Co-Op Food Store opening, Upper High St, Epsom Picture shows:
News

Best social purpose campaign

Fighting retail crime in the UK
Co-op Group

The Co-op is the UK’s fifth largest food retailer, with 2,400 stores. Every day in 2023 around 1,000 criminal incidents are recorded across its estate, up 44 per cent in 12 months, including three or four physical assaults on colleagues.

It is not surprising that that Co-op claims the UK is experiencing a retail crime epidemic where criminals have ‘freedom to loot’.

But this criminal explosion is largely being ignored by the police. Indeed, police forces fail to respond to around 71 per cent of all retail crimes. For example, one Co-op branch in Liverpool suffered 1,000 incidents in a year – but received just one visit from the police. Some stores report that it is the same individuals who are responsible for the majority of incidents.

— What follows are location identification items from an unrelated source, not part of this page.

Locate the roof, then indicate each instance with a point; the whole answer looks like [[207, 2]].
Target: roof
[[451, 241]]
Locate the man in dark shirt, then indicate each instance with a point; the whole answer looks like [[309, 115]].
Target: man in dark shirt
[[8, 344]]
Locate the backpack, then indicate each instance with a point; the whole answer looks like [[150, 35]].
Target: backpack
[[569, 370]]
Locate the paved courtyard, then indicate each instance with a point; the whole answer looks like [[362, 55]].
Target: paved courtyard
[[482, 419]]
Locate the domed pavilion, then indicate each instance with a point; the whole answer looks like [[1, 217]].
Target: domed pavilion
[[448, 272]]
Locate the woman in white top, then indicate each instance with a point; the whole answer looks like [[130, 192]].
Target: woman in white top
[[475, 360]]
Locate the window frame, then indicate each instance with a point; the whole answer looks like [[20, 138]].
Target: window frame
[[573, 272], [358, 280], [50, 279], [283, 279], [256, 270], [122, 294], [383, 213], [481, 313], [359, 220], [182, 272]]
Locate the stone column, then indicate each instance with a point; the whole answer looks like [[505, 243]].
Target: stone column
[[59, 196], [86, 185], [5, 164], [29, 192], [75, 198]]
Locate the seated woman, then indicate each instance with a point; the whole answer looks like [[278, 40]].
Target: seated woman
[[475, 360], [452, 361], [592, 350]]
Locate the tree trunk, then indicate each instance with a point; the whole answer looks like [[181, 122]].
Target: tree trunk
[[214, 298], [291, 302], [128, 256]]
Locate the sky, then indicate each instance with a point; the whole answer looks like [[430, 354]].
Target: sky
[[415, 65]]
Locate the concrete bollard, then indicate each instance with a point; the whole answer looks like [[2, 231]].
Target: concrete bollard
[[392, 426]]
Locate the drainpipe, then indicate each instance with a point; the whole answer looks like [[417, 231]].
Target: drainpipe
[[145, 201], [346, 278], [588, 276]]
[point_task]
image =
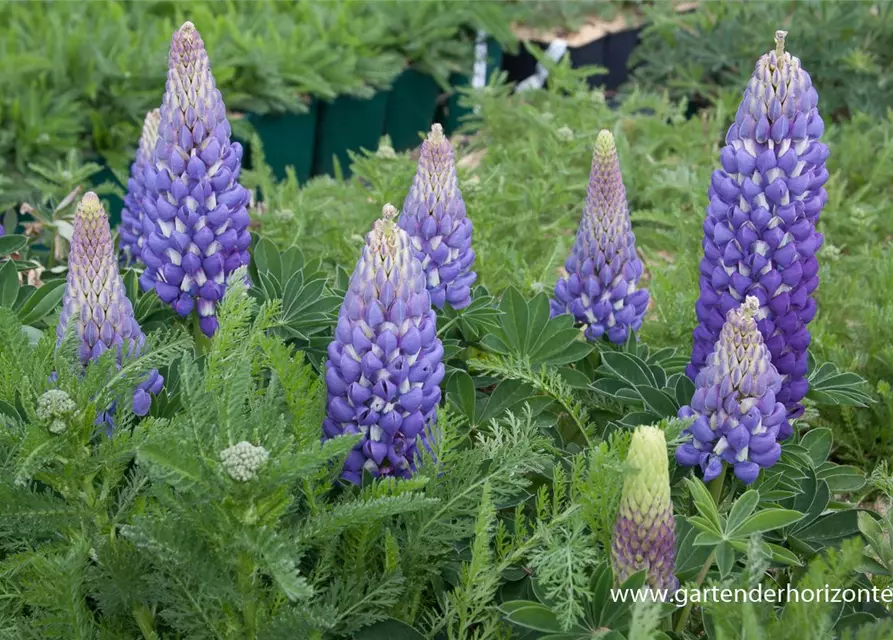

This led the Co-op to launch a campaign to both raise awareness of this issue – which puts many retail workers at risk – and improve response rates.

There were risks attached to such an approach. The Co-op was the first retailer to speak out publicly about retail crime, which, it was aware, could alienate both the police and Government.

Its three-pronged approach kicked off in July 2023 with a report that revealed the Co-op had suffered 336,270 incidents of theft, abuse and attacks on its staff over the previous year. It also claimed that its security guards were forced to release two in every five offenders they managed to detain because the police had failed to show up.

The report generated extensive media coverage, including interviews with Co-op spokespeople on Good Morning Britain, BBC Breakfast, BBC Radio 5 Live, BBC Radio 4 Today programme and lunchtime and evening news bulletins.

Print media followed, including an interview with Co-op Food’s chief executive Matt Hood in the Daily Telegraph, in which he explained that the rampant looting was not due to the cost-of-living crisis, as some had claimed, but to organised crime. For example, there was evidence that baby formula was being stolen to cut drugs. To date, the Co-op’s campaign has generated more than 4,500 articles.

Hood also called on MPs to support an amendment to the Criminal Justice Bill, then going through Parliament, which would make attacks on shop workers a crime, thereby forcing police to attend all incidents.

The campaign forced an immediate response, with chief constables pledging more resources to tackle shoplifting. And in October 2023, the Retail Crime Action Plan was announced. It offered clear guidance on how retailers should submit CCTV evidence, while also promising to prioritise police attendance at incidents where violence had occurred, where serial offenders had been detained or where evidence needed to be promptly secured.

The second phase, which launched in November 2023, used Respect for Shopworkers Week as a hook to call on the police, crime commissioners and the policing minister to make changes.

And in February 2024, the Co-op published a report Stealing with Impunity, written by Dr Emmeline Taylor, professor of criminology at City, University of London, that set out a ten-point plan to turn the tide on prolific offenders and retail crime.

These included a commitment from police and crime commissioners to develop a strategy to tackle retail crime, a campaign to target the stolen goods market, presumption against custodial sentences of less than six months, and the introduction of a standalone offence for the Protection of Retail Workers.

The Co-op also called for MPs to back an amendment to the Criminal Justice Bill to make it a standalone offence to abuse a shop worker, while providing templates for 50,000 employees and five million members to send letters to local MPs.

Two months after its report’s publication, the Government announced plans to make assaulting a retail worker a standalone criminal offence, with prison sentences of up to six months, unlimited fines and bans on the perpetrator returning to the shop in which they committed their crimes. Breaching such an order is now a criminal offence carrying a five-year maximum sentence.